Sunday, 7 June 2015

Lemon Surprise Bundt Cake

Yes I love my new Bundt pan, you will see a lot of cakes in this in the future (it has to pay for itself). Don't worry about going out and buying a pan like this unless you really, really, really want to!  You can use any ring pan to bake this cake.

Now I did ice this version of the cake but recommend it without the icing, you don't need it at all!

A shout out to my team at work TKO who on my first day back after 2 months off turned back into my taste testers.  Courtney who had 2 slices and no dinner as she was too full!

Now your saying "Get to the surprise bit will you!"  I know I can hear the shouts around the world..

How does a nice Lemon Curd and white chocolate filling sound? Good?  Well keep reading and find out how it all goes.

Cake batter.

200g butter, softened
2 cups caster sugar
4 eggs
zest and juice of one lemon
1 teaspoon vanilla
3 cups plain flour
2 teaspoons baking powder
1/2 teaspoon salt
1/2 cup milk
1/2 cup sour cream

Surprise Filling.

1 cup lemon curd
60gm melted white chocolate

Melt your white chocolate and set aside to cool.

Beat butter, sugar and lemon zest until light and fluffy.

Beat in eggs one at a time making sure completely combined, beat in lemon juice until combined.

Mix together the curd and white chocolate.

Your curd mix will thicken, set aside.

In a bowl mix together your flour and baking powder whisk to combine.

Mix together your milk and sour cream.

Alternate flour and milk mixtures into the butter mix until combined.

Gather together your cake mix, curd and pan.  Lightly spray your cake pan.

Spoon a third of the cake mix into the base of your pan and spread gently into crevices, making a slight indent in the centre, a bit like a channel.
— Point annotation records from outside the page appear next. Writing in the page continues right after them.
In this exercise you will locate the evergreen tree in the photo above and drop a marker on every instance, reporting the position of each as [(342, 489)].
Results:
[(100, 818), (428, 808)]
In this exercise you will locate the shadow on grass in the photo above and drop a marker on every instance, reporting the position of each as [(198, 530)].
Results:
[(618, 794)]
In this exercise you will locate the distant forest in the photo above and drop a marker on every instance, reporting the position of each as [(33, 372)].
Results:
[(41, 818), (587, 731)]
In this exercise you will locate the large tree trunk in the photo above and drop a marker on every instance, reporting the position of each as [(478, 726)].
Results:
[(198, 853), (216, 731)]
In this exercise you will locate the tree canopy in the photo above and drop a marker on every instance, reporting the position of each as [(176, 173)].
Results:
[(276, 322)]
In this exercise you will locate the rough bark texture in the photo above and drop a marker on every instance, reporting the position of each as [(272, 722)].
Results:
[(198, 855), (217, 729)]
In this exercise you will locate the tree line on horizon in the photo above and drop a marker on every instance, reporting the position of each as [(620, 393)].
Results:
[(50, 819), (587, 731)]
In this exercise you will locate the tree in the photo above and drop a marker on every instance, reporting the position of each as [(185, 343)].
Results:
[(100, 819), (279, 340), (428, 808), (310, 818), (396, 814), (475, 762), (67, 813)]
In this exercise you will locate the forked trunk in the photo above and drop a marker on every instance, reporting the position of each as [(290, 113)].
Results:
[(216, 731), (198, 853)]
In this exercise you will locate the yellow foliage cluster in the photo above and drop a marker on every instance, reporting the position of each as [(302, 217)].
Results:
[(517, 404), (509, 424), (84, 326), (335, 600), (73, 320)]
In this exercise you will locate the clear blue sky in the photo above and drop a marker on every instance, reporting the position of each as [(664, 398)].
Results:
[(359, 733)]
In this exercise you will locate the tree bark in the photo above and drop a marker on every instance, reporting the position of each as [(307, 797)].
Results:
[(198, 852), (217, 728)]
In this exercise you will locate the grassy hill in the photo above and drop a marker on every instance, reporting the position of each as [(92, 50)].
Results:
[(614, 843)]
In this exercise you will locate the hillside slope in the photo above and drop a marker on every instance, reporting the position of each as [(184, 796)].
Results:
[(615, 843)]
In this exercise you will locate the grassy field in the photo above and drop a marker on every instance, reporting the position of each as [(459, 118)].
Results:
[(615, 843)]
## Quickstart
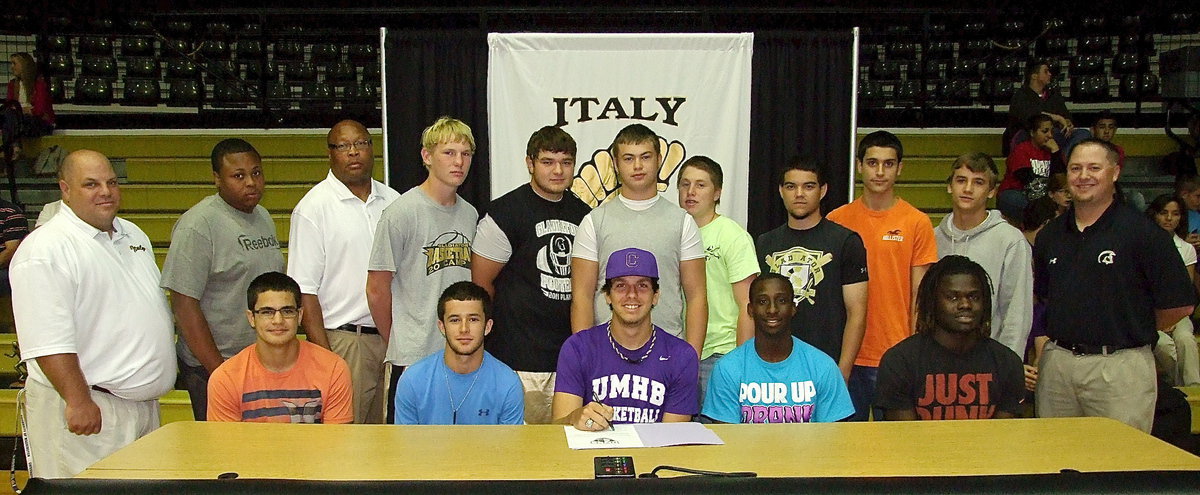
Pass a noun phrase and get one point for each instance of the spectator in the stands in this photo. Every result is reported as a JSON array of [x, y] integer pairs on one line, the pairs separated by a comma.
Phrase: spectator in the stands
[[1176, 351], [1039, 96], [30, 90], [1029, 167], [1187, 188]]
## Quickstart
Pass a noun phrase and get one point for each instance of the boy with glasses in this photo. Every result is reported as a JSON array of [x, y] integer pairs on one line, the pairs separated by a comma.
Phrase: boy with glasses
[[280, 379]]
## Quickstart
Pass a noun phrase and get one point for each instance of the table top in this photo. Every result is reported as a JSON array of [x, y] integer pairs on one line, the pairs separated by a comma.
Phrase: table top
[[199, 451]]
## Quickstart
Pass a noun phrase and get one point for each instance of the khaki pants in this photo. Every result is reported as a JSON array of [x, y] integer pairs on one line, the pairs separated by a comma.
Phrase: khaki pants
[[1177, 355], [364, 355], [59, 453], [1121, 386], [539, 389]]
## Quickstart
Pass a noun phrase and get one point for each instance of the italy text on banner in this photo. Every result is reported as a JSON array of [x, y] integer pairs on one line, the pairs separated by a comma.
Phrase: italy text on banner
[[691, 89]]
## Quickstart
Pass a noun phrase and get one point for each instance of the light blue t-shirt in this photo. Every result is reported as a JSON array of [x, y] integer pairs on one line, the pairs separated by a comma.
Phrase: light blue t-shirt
[[804, 388], [492, 394]]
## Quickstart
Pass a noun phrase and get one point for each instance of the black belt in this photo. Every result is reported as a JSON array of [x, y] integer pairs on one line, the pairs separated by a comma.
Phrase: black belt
[[1090, 349], [359, 328]]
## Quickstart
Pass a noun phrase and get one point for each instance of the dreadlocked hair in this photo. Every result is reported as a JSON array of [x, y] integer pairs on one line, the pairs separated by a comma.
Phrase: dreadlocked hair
[[927, 293]]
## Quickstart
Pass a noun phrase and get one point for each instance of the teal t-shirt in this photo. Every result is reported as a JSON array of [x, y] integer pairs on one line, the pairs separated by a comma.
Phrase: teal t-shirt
[[729, 258]]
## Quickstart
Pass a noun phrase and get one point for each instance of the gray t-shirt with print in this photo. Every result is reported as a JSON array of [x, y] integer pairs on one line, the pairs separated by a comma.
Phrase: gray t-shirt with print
[[215, 252], [427, 248]]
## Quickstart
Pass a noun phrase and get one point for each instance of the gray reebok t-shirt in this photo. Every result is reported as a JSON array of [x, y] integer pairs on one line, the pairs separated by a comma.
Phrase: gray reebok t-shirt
[[427, 248], [215, 252]]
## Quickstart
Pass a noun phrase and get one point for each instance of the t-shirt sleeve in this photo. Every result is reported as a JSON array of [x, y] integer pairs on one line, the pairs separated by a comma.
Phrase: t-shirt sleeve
[[691, 246], [513, 412], [1169, 284], [389, 233], [925, 244], [189, 260], [683, 397], [1012, 375], [833, 398], [407, 400], [585, 245], [569, 376], [894, 387], [306, 254], [721, 398], [43, 300], [225, 395], [853, 263], [491, 242], [339, 409], [741, 257]]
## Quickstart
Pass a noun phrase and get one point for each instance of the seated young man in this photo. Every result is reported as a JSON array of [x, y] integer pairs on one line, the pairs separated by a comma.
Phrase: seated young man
[[280, 379], [627, 370], [463, 383], [951, 368], [775, 377]]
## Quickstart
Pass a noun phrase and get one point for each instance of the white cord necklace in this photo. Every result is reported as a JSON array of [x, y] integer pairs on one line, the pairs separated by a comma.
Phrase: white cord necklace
[[454, 410], [654, 337]]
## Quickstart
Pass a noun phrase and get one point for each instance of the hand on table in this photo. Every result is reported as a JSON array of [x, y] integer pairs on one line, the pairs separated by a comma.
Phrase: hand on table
[[593, 417], [83, 418]]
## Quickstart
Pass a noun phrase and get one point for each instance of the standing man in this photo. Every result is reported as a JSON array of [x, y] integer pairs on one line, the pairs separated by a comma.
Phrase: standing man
[[280, 379], [462, 383], [729, 263], [93, 326], [775, 377], [984, 237], [216, 249], [522, 257], [420, 248], [328, 250], [951, 369], [826, 264], [627, 370], [900, 248], [1110, 279], [642, 219]]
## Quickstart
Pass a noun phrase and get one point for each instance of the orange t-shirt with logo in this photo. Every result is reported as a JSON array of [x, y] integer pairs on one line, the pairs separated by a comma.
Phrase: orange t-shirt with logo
[[316, 389], [897, 239]]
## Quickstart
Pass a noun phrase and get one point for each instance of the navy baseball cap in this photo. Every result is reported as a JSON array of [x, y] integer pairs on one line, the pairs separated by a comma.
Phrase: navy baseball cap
[[631, 262]]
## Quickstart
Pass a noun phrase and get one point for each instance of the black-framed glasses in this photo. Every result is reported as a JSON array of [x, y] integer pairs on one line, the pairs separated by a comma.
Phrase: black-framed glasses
[[347, 147], [269, 312]]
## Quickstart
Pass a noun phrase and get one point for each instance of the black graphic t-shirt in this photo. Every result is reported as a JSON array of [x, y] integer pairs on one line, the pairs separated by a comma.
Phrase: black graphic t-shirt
[[533, 292], [819, 262], [922, 375]]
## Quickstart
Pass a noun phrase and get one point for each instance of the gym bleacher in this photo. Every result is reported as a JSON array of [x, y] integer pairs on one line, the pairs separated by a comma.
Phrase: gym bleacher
[[156, 91]]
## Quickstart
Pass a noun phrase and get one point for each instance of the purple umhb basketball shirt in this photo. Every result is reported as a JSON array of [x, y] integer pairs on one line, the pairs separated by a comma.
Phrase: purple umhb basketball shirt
[[637, 392]]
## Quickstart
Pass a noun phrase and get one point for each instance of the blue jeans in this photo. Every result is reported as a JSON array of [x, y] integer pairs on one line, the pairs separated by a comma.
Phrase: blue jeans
[[862, 393]]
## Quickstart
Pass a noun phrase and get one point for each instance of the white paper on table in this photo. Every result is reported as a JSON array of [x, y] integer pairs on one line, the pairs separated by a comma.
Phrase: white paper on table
[[642, 435]]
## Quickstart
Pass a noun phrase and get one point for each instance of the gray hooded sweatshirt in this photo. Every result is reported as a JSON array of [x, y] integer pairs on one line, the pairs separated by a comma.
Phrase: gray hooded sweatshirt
[[1007, 257]]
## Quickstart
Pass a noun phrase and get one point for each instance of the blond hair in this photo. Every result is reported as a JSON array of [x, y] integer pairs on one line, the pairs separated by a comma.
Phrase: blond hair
[[447, 130]]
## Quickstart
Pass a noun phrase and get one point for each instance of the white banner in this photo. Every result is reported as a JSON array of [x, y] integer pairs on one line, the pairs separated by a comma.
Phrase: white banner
[[691, 89]]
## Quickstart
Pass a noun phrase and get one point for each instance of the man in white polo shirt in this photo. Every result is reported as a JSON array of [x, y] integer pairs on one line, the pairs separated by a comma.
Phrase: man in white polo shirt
[[93, 324], [328, 250]]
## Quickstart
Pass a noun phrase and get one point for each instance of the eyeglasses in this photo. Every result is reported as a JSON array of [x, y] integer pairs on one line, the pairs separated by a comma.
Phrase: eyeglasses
[[347, 147], [269, 312]]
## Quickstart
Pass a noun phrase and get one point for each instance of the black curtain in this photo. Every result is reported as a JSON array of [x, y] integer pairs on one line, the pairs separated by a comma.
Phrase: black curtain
[[801, 105], [432, 73]]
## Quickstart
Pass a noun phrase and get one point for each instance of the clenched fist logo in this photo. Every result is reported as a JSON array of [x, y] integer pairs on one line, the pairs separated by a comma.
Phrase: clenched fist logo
[[597, 182]]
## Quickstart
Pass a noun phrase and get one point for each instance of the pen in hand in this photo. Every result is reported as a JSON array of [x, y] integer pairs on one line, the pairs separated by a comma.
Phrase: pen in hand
[[595, 398]]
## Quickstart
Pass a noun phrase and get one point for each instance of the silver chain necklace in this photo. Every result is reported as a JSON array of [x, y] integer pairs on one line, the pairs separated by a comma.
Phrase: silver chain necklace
[[654, 337], [454, 410]]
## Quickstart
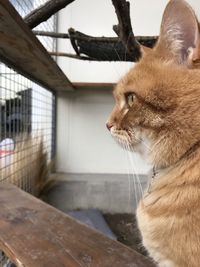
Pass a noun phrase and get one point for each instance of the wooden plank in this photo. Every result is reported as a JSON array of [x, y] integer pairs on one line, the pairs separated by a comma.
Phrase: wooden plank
[[21, 50], [35, 234]]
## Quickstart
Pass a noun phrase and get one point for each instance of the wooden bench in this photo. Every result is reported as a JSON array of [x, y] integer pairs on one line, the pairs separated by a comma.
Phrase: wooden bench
[[34, 234]]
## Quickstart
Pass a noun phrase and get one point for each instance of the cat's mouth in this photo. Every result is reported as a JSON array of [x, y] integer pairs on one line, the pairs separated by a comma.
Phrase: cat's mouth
[[124, 137]]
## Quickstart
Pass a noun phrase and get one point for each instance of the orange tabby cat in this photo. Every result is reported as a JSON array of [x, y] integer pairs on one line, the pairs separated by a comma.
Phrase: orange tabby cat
[[158, 103]]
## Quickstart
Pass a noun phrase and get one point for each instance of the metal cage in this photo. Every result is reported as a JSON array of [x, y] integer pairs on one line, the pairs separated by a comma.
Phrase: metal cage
[[27, 120]]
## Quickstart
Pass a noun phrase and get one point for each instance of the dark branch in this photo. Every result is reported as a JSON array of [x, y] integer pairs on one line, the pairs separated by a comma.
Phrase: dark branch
[[73, 41], [148, 41], [124, 28], [61, 54], [101, 48], [45, 11]]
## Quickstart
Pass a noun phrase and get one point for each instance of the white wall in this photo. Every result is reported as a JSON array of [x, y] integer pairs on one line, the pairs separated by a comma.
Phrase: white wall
[[83, 143]]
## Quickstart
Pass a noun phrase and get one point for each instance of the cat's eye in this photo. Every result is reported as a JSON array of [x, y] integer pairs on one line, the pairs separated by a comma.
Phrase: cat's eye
[[130, 98]]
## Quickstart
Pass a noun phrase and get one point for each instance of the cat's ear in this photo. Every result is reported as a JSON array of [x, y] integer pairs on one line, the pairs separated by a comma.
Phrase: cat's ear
[[179, 35]]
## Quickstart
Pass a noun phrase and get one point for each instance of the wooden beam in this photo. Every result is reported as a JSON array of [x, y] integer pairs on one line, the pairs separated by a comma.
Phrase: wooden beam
[[21, 50], [34, 234]]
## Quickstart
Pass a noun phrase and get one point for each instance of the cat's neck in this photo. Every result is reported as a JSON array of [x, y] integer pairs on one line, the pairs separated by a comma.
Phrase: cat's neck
[[185, 171]]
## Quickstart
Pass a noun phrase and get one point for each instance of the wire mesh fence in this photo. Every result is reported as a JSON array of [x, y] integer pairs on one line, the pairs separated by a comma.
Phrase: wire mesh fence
[[27, 121]]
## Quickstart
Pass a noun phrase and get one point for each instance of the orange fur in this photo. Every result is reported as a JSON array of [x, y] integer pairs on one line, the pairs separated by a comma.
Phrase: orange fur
[[166, 113]]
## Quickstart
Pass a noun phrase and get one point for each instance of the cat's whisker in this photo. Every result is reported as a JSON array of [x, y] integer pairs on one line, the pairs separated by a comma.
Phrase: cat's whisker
[[129, 177], [134, 173], [134, 183]]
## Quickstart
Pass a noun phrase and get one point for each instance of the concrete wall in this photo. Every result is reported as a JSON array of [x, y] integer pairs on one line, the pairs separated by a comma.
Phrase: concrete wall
[[83, 143]]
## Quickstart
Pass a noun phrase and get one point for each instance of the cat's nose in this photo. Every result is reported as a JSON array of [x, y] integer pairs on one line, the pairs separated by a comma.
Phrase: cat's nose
[[109, 126]]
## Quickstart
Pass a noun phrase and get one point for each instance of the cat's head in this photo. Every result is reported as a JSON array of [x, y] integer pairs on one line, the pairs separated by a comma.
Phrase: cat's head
[[157, 108]]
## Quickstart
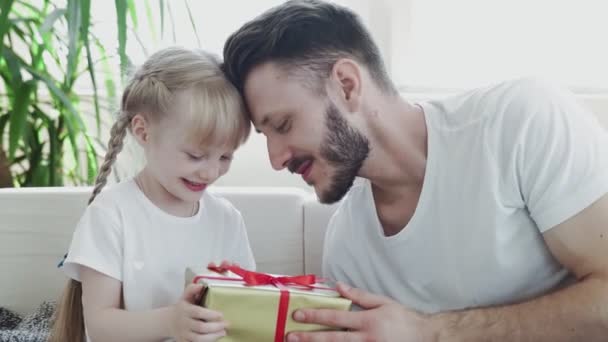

Spoon in the curd mix, make sure you leave a rim of cake mix around the out and insides, if you  spread the curd to the edges it will run out of your cake when you turn the cake out.

Spoon the remaining cake mix into the pan.  Bake at 180C for 50 minutes or until skewer comes out clean.

Remove pan from the oven and allow the cake to cool for 10 minutes in the pan.  Turn cake onto a Tea towel lined cake rack to cool fully.


  1. Now see, the two-toned would look perfect in this pan!! I can totally picture a lighter color piped into the fine ridges. Then you'd just fill the rest of it with a nice dark chocolate! I love and want this bundt pan.

    PS - this sounds amazingly delicious!

    1. :) Ahh now you read my mind I was thinking of doing something like that with your technique! Although that will have to be an experiment for another day I think. I have soooooooooo many other recipes to make as well. How will I get through them all?